Create Sitemap Using Java

Sitemaps are an easy way for webmasters to inform search engines about pages on their sites that are available for crawling.

Sitemap is an XML file that lists URLs for a site along with additional metadata about each URL (when it was last updated, how often it usually changes, and how important it is, relative to other URLs in the site) so that search engines can more intelligently crawl the site.

Web crawlers usually discover pages from links within the site and from other sites. Using the Sitemap protocol does not guarantee that web pages are included in search engines, but provides hints for web crawlers to do a better job of crawling your site. Sitemap 0.90 has wide adoption, including support from Google, Yahoo!, and Microsoft.

It will also support for google site map updations.

Note : sitemapgen4j-1.0.1.jar – Set in classpath

SitemapGen4j Features

SitemapGen4j is a library to generate XML sitemaps in Java.

  • Adding any number of URLs
  • Can set gzipped output
  • Can set lastmod option
  • Can set priority option
  • Can set changefreq option
  • Configuring the date format
  • Configuring sitemap index file
  • Validate your sitemaps against official XML Schema Definition (XSD)

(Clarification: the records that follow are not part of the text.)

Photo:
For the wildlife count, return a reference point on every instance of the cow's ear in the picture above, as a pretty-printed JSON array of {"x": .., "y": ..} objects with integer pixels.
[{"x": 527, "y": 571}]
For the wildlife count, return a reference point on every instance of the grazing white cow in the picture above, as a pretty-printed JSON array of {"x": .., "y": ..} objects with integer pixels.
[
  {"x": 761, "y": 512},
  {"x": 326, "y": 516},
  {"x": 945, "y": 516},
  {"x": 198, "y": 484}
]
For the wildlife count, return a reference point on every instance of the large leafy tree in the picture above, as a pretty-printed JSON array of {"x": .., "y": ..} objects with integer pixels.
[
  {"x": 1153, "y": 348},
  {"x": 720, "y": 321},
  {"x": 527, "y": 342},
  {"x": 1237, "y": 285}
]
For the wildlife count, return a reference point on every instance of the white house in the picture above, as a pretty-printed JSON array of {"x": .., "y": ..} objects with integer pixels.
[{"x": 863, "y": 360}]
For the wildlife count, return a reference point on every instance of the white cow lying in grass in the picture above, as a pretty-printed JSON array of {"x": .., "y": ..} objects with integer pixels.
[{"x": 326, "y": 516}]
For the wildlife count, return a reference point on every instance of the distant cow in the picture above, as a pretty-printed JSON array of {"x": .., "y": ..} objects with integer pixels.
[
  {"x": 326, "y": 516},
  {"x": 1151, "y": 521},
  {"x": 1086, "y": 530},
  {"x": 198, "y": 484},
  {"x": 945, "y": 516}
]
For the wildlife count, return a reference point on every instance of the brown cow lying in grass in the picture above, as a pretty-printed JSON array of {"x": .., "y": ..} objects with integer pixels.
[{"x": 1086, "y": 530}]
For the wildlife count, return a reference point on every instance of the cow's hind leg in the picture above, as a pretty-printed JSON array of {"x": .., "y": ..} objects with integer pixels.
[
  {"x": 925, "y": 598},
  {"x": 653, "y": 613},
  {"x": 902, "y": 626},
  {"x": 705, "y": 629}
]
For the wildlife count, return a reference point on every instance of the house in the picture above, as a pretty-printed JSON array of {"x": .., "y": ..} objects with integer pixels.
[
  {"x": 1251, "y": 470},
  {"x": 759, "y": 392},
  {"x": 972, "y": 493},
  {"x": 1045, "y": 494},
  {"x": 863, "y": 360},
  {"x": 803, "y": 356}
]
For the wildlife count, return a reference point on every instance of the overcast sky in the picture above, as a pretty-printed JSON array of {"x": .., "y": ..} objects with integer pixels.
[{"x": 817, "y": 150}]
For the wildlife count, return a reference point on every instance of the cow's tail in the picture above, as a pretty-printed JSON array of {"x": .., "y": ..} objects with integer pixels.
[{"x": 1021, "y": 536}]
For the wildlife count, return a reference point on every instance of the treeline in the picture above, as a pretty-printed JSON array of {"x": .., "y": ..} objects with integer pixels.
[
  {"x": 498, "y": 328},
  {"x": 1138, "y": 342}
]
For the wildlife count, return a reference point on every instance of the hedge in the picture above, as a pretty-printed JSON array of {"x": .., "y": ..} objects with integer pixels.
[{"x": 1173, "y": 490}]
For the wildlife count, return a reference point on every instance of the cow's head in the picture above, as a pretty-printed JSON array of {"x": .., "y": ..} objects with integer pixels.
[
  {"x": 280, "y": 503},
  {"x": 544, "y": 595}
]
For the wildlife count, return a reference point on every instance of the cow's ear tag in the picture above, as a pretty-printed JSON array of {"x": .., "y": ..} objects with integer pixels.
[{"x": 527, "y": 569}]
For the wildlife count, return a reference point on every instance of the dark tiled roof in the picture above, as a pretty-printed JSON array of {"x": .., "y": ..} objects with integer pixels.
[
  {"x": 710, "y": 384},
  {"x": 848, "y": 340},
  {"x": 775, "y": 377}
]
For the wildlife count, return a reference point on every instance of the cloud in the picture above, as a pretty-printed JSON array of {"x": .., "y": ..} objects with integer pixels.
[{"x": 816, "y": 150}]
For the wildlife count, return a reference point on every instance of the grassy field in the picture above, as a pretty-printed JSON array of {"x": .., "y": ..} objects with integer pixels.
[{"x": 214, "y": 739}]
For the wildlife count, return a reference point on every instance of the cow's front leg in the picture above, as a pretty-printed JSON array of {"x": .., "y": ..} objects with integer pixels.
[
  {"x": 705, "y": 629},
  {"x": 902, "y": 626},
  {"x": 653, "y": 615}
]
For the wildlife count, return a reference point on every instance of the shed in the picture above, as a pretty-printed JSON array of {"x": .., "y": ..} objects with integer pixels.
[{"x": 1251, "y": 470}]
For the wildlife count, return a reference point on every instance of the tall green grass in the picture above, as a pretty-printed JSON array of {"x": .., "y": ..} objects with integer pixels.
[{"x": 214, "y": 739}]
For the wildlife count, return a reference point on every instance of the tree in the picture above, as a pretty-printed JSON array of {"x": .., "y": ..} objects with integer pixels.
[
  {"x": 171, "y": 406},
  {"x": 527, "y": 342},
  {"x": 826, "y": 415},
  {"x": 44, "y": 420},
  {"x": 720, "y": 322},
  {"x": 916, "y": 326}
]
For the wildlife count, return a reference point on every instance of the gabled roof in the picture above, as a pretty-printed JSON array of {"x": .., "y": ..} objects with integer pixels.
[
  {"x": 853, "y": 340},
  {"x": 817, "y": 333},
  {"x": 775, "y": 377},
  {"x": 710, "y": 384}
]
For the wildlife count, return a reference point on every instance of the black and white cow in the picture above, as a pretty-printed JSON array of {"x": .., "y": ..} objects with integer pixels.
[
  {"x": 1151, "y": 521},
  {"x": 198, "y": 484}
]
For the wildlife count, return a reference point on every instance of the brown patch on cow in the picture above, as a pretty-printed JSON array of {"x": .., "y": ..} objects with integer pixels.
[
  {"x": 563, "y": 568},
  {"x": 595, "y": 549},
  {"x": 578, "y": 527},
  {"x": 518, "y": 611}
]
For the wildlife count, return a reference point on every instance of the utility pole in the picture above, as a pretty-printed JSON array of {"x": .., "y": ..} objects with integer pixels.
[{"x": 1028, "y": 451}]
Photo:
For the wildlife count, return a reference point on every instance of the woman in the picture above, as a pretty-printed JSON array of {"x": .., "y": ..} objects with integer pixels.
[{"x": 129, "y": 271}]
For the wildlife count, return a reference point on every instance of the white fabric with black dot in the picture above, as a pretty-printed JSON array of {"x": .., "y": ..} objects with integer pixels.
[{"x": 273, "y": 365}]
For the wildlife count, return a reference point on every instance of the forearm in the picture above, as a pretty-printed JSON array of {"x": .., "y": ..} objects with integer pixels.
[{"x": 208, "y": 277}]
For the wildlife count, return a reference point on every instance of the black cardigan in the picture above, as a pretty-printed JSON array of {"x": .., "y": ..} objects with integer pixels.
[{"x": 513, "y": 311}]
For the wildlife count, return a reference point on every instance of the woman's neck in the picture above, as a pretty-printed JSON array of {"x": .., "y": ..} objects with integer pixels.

Create Sitemap Using SitemapGen4j


import java.io.File;
import java.net.MalformedURLException;
import java.util.Date;

import com.redfin.sitemapgenerator.ChangeFreq;
import com.redfin.sitemapgenerator.WebSitemapGenerator;
import com.redfin.sitemapgenerator.WebSitemapUrl;

public class SitemapGenerator {

public static void main(String[] args) throws MalformedURLException {
// If you need gzipped output
WebSitemapGenerator wsg = WebSitemapGenerator.builder("http://www.javamagic.wordpress.com", new File("C:\\sitemap"))
.gzip(true).build();

WebSitemapUrl url = new WebSitemapUrl.Options("https://javamagic.wordpress.com/2012/02/24/create-pdf-with-itext-java-tutorial/")
.lastMod(new Date()).priority(1.0).changeFreq(ChangeFreq.HOURLY).build();
// this will configure the URL with lastmod=now, priority=1.0, changefreq=hourly

//You can add any number of urls here
wsg.addUrl(url);
wsg.addUrl("https://javamagic.wordpress.com/2011/12/16/prototype-pattern/");
wsg.write();
}
}

Hope you will like this. Cheers… 🙂